The federal poverty level for a household of three is a yearly income of $19,515. According to Data USA, around 14 percent of Idaho’s 1.7 million people live at or below the federal poverty level.
Single adults without dependents do not qualify for Medicaid, regardless of income.
The ACA originally required all states to expand Medicaid to include everyone, regardless of marital or parental status, with a household income of 133 percent of the federal poverty level. The requirement was removed from the law in 2012 by the Supreme Court, making Medicaid expansion optional for each state.
Idaho is one of 18 states that have not expanded Medicaid.
People by the numbers
According to Census.gov, on average, the 18 states that have not expanded Medicaid have a 10.4 percent uninsured rate. Idaho is right in the middle with a 10.1 percent uninsured rate. Texas has the highest uninsured rate — 17.3 percent. Wisconsin has the lowest at 5.4 percent.
The states that have expanded Medicaid have an average of 6.4 percent uninsured. Arizona, Nevada and Alaska are the only states, with Medicaid expansion, that have over 10 percent uninsured. Alaska has 13.7 percent uninsured.
The largest group of Idahoans living at or below the poverty level are 18- to 34-year-olds. According to the Henry Kaiser Family Foundation, 2.2 million people fall into the gap nationally.
And the 18- to 34-year-olds make up 45 percent of everyone in the gap. The next largest group are 35- to 54-year-olds, making up 37 percent.
The majority of everyone in the gap, 77 percent, do not have children, and nearly 40 percent are unemployed.

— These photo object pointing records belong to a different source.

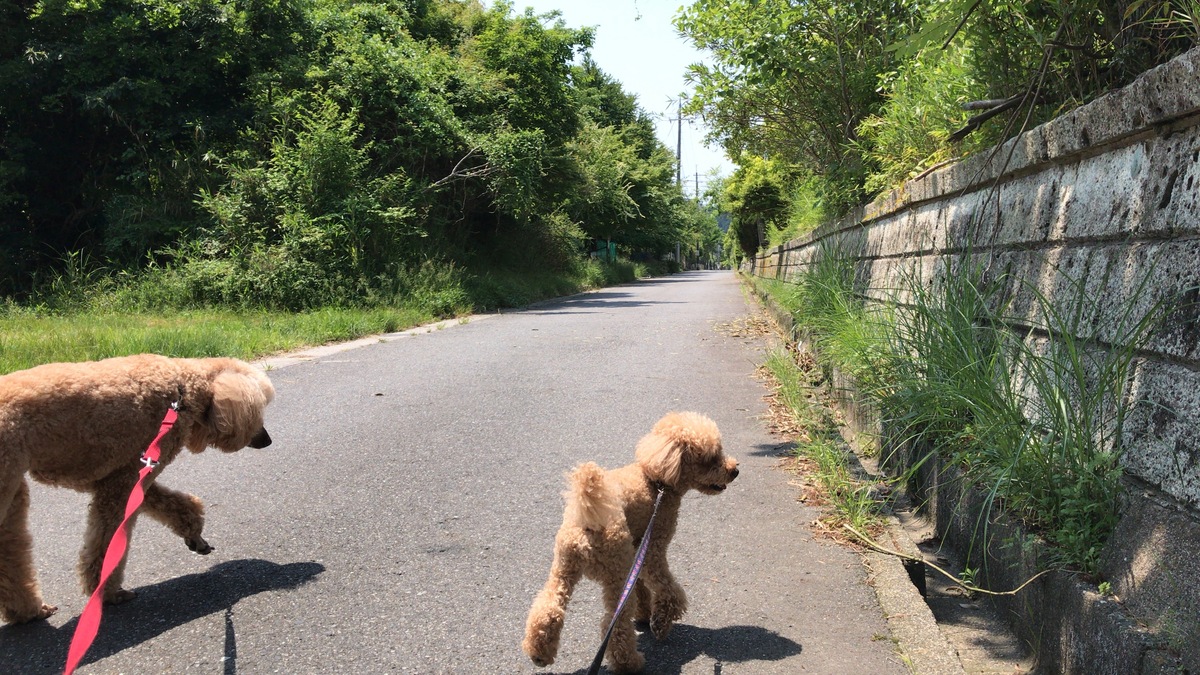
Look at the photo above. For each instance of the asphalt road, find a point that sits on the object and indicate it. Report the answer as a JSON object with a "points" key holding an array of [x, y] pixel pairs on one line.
{"points": [[403, 518]]}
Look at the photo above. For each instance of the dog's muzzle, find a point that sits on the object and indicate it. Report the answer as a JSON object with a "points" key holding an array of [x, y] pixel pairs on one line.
{"points": [[261, 440]]}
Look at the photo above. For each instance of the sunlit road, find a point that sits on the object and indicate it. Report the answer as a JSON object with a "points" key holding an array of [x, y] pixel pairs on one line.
{"points": [[403, 518]]}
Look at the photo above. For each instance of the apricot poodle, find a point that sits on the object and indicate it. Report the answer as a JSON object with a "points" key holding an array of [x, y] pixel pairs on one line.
{"points": [[603, 524], [84, 425]]}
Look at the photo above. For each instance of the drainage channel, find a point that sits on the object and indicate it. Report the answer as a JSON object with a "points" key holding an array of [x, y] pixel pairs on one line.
{"points": [[984, 643]]}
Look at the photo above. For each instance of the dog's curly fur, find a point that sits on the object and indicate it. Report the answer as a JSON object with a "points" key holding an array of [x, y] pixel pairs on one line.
{"points": [[84, 425], [603, 524]]}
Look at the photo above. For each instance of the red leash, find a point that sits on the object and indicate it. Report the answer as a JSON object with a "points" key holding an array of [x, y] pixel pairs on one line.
{"points": [[89, 621]]}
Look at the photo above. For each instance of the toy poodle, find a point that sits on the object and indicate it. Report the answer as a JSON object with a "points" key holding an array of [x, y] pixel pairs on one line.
{"points": [[603, 524], [84, 425]]}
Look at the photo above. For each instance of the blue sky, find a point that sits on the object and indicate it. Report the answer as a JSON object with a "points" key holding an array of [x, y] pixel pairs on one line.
{"points": [[637, 45]]}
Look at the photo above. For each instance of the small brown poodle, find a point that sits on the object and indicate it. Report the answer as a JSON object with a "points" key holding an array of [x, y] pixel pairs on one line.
{"points": [[605, 518], [84, 425]]}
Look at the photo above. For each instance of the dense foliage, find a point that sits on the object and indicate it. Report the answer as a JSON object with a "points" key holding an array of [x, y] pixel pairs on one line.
{"points": [[847, 99], [303, 153]]}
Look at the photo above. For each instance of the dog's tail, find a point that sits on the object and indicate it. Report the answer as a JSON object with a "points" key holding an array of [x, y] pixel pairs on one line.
{"points": [[591, 501]]}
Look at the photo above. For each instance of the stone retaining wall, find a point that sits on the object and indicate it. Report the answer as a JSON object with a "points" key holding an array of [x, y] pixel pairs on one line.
{"points": [[1107, 196]]}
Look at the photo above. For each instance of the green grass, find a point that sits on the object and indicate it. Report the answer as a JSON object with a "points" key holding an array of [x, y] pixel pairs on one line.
{"points": [[1035, 422], [850, 499], [87, 317], [28, 339]]}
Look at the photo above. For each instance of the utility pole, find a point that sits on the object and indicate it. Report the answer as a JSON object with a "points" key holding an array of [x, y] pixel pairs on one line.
{"points": [[679, 143]]}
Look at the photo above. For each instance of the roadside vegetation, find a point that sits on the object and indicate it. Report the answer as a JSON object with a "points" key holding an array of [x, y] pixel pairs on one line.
{"points": [[823, 103], [311, 168], [1036, 422], [820, 455]]}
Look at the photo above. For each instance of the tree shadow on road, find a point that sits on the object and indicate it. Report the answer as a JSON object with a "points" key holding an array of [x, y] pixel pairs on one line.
{"points": [[731, 644], [159, 608]]}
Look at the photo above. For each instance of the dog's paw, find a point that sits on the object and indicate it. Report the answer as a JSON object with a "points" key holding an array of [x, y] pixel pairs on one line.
{"points": [[119, 596], [627, 664], [198, 545], [41, 613], [660, 626]]}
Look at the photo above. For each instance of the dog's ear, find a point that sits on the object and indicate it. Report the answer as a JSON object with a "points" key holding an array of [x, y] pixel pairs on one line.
{"points": [[238, 400], [660, 457]]}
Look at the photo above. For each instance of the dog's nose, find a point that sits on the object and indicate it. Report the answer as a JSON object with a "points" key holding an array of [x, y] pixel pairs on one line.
{"points": [[261, 440]]}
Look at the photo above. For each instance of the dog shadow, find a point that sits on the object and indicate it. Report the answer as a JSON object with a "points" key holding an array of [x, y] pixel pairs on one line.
{"points": [[41, 647], [732, 644]]}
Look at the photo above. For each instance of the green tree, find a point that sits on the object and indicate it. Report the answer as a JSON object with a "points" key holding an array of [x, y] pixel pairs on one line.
{"points": [[793, 81]]}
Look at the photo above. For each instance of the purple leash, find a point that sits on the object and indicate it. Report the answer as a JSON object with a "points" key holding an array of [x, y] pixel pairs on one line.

It’s important to note, the Kaiser Foundation found 80 percent of people in the gap reported their health is either good or very good. Only 20 percent reported fair or poor health.
Costs of Medicaid expansion
Medicaid expansion advocates cite the state-funded Milliman report, which estimated Medicaid expansion will cost Idaho $105.1 million over 10 years.

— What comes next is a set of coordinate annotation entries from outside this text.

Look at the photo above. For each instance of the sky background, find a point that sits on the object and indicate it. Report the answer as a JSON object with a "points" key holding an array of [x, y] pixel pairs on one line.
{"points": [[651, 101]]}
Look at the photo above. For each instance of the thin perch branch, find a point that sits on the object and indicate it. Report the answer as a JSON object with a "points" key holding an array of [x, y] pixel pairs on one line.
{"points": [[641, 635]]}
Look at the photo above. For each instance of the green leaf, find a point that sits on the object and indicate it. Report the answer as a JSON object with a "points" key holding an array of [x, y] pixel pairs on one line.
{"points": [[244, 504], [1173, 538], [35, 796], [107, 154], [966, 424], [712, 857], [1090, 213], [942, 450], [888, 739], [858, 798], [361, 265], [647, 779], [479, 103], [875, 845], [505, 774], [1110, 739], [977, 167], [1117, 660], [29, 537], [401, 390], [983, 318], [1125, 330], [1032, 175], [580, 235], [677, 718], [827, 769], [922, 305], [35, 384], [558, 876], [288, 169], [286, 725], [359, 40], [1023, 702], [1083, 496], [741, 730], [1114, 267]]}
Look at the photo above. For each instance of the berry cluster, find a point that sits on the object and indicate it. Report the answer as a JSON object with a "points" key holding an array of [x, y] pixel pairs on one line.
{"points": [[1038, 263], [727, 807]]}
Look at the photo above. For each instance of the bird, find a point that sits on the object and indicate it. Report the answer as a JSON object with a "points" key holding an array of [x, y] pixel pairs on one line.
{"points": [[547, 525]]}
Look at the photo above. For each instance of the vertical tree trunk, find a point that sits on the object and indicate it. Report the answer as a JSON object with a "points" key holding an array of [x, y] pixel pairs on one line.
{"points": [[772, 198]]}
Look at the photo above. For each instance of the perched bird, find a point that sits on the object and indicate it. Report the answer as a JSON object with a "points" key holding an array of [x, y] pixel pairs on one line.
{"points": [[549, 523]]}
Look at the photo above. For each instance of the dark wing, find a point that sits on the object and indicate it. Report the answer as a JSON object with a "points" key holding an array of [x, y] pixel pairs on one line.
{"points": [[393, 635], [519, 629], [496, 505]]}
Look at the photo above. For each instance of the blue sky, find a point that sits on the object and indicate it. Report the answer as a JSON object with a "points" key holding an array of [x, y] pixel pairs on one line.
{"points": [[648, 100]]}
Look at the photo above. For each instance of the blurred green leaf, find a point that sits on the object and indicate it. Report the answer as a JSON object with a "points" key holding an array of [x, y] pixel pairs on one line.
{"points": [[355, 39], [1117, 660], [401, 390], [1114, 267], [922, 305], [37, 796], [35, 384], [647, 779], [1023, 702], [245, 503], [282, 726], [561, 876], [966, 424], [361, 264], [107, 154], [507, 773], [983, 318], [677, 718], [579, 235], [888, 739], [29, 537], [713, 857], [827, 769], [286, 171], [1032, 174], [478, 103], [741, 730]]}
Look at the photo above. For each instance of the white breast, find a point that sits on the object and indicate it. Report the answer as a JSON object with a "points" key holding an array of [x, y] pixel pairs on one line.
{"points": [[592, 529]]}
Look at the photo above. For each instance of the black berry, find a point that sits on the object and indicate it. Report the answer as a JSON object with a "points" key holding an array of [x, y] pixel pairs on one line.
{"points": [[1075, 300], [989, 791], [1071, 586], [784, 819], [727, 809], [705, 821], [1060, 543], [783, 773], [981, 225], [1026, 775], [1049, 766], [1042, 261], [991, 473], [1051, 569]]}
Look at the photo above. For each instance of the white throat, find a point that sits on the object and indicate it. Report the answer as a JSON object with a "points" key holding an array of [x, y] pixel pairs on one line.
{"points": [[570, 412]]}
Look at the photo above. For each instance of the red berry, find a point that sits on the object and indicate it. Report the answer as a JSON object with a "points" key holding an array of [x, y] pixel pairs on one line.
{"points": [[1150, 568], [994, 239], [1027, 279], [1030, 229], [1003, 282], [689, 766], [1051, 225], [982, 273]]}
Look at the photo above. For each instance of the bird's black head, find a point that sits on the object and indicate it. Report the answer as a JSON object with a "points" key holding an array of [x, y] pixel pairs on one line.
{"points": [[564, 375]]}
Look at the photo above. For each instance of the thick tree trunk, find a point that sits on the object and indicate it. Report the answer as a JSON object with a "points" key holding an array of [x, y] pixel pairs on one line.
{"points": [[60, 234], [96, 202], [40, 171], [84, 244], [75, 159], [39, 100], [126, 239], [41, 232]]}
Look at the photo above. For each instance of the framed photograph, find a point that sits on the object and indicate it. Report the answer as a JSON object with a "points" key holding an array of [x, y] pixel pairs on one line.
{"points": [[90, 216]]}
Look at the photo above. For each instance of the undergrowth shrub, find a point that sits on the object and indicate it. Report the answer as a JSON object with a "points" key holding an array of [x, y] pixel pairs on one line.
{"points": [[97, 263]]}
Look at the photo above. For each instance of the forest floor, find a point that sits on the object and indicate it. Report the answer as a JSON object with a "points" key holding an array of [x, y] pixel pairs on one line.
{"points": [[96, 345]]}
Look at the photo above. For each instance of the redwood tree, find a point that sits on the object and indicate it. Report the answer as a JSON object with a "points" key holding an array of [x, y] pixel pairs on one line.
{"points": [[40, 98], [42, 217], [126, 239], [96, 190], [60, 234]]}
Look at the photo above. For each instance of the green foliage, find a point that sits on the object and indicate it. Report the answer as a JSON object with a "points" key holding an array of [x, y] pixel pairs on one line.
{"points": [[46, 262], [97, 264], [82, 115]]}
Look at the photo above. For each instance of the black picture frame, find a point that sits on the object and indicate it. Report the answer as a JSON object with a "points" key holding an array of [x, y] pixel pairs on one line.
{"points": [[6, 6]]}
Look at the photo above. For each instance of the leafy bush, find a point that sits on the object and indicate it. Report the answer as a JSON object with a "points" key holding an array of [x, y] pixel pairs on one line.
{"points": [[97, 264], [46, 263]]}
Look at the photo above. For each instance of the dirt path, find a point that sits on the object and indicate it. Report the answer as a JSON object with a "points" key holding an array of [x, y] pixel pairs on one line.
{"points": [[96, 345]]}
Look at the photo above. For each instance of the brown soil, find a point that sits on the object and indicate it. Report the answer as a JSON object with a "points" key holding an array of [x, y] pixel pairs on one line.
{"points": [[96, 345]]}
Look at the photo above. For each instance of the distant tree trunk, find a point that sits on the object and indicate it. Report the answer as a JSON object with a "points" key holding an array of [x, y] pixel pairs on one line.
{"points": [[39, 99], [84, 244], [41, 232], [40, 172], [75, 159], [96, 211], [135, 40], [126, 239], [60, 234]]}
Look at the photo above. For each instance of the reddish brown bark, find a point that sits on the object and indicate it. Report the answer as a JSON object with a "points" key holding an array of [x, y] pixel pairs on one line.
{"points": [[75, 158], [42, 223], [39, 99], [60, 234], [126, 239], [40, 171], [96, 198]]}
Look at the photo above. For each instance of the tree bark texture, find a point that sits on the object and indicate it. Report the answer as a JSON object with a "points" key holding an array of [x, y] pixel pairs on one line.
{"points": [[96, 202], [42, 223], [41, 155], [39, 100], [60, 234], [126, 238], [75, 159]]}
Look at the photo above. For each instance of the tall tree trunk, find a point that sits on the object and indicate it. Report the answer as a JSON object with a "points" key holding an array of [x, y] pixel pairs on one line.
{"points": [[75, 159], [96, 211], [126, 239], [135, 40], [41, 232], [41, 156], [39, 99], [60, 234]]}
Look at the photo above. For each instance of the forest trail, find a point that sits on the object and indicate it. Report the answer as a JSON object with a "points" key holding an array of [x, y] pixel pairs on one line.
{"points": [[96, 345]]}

Opponents like Zollinger often look to enrollment and cost overages in expansion states, giving a higher total cost estimate for Medicaid expansion.

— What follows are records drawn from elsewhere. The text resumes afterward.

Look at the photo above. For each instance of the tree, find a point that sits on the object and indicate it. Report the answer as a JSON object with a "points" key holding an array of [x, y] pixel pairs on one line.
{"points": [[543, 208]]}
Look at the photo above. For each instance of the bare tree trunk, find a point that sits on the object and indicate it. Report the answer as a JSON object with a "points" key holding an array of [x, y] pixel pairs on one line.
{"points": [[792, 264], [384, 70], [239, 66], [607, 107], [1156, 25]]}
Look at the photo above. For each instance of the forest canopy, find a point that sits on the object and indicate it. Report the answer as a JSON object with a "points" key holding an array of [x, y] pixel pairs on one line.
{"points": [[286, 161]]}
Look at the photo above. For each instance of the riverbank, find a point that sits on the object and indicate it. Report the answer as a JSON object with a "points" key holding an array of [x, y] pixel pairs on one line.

The Kaiser Foundation looked at 202 studies on the impact of Medicaid expansion.
From 2014 to 2016, the federal government covered 100 percent of Medicaid spending in states that expanded Medicaid. This resulted in data showing expansion states spent less on Medicaid than non-expansion states.
However, that is expected to change as the federal government scales back its contributions to Medicaid expansion from 100 percent to 95 percent for 2017 to 2019 and down to 90 percent for 2020 on.
The Kaiser Foundation’s analysis said Medicaid expansion may even help to lower state Marketplace premiums. The study found people with an income barely above the federal poverty level made up a large portion of Marketplace enrollees. Expansion states have taken that group out of the Marketplace and put them on Medicaid, lowering Marketplace premiums by up to 7 percent.
However, taking insured individuals and placing them on Medicaid may very well be a factor in what caused expansion states to experience enrollment and cost overages.
One area where expansion states have seen a definitive decrease in costs is in uncompensated care.
Uncompensated care is services provided by hospitals and health care providers that don’t get reimbursed, according to HealthCare.gov. These costs come about when uninsured individuals cannot pay for the care they receive.
Studies have found, in total, expansion states saved $6.2 billion on uncompensated care between 2013 and 2015.
Most research demonstrates that Medicaid expansion has positively affected access to care, utilization of services, the affordability of care, and financial security among the low-income population, according to the Kaiser Foundation.
But ultimately, it will be up to the voters to decide based on the impact to public health and to taxpayers bottom line.